Limitations & Future Work

  • Standard quality metrics (PSNR/LPIPS) fail to capture text fidelity, forcing reliance on spotting metrics. A unified "textual fidelity" metric is still needed.
  • The system depends heavily on text-spotting accuracy; if recognition fails early, it might propagate errors into the denoising process.
  • While the pipeline is language-agnostic, main experiments focus on English. Generalization to complex layouts (dense documents, artistic fonts) remains to be seen.
  • Inference overhead is higher due to running the spotting module at every denoising step.
  • vs. STISR (TextDiff / TextSR): STISR works on cropped word images; TAIR processes full \(512\times512\) complex scenes. TeReDiff's SOTA results on TextZoom suggest that full-scene training provides better generalization than localized super-resolution.
  • vs. Diffusion IR (DiffBIR / SeeSR): These models guess characters based on generative priors. TeReDiff guards textual fidelity via explicit semantic injection without visual sacrifice.

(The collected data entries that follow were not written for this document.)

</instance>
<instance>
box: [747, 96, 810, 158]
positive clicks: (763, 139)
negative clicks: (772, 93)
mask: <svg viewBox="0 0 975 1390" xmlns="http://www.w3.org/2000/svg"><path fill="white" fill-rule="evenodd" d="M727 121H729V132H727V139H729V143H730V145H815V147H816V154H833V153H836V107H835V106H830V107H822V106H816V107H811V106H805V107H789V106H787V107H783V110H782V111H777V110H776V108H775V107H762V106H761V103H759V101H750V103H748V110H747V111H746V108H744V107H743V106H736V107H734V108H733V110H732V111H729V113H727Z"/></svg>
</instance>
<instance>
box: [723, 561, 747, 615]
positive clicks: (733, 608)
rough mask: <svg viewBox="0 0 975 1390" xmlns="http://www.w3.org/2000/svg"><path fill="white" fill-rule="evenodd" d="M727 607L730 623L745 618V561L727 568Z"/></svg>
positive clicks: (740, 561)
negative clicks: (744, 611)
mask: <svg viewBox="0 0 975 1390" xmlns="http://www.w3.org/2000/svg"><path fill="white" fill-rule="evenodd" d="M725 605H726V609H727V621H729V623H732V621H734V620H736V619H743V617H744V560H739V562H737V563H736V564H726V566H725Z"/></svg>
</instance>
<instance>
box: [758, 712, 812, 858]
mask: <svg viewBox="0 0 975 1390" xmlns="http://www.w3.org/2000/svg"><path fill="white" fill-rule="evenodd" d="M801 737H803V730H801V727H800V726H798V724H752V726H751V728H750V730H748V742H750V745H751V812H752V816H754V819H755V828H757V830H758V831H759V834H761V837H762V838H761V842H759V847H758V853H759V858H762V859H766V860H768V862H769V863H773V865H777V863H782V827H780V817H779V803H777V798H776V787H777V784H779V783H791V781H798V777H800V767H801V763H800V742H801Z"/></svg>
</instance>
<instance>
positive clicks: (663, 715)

  • vs. Segmentation-based methods: Unlike approaches that use segmentation masks, TeReDiff utilizes linguistic information from recognition, providing a more direct character-level semantic guide.

Rating

  • Novelty: ⭐⭐⭐⭐⭐ Proposes/names TAIR task + text-image hallucination; provides a complete model/dataset loop.

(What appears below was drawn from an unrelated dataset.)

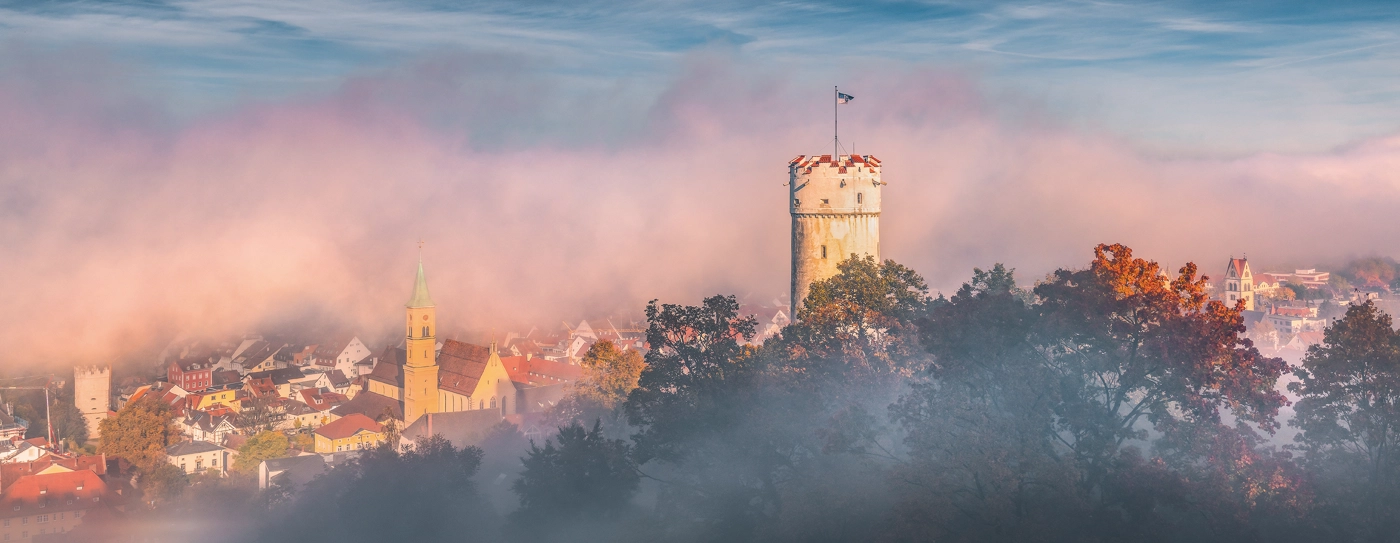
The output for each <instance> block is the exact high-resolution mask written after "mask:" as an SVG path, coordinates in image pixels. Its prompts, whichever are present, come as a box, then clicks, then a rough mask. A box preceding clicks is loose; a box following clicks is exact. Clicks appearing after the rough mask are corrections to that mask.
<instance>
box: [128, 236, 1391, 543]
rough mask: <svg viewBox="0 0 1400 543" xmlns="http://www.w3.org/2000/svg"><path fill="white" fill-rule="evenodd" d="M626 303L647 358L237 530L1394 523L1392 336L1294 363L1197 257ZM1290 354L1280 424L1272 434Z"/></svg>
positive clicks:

  • Experimental Thoroughness: ⭐⭐⭐⭐⭐ Extensive benchmarks (SA-Text/Real-Text/TextZoom), multiple levels of degradation, and comprehensive ablation.
  • Writing Quality: ⭐⭐⭐⭐ Clear motivation and methodology; some loss details are condensed into appendices.
  • Value: ⭐⭐⭐⭐⭐ Highly practical for text-critical scenarios such as document digitizing, road signs, and AR.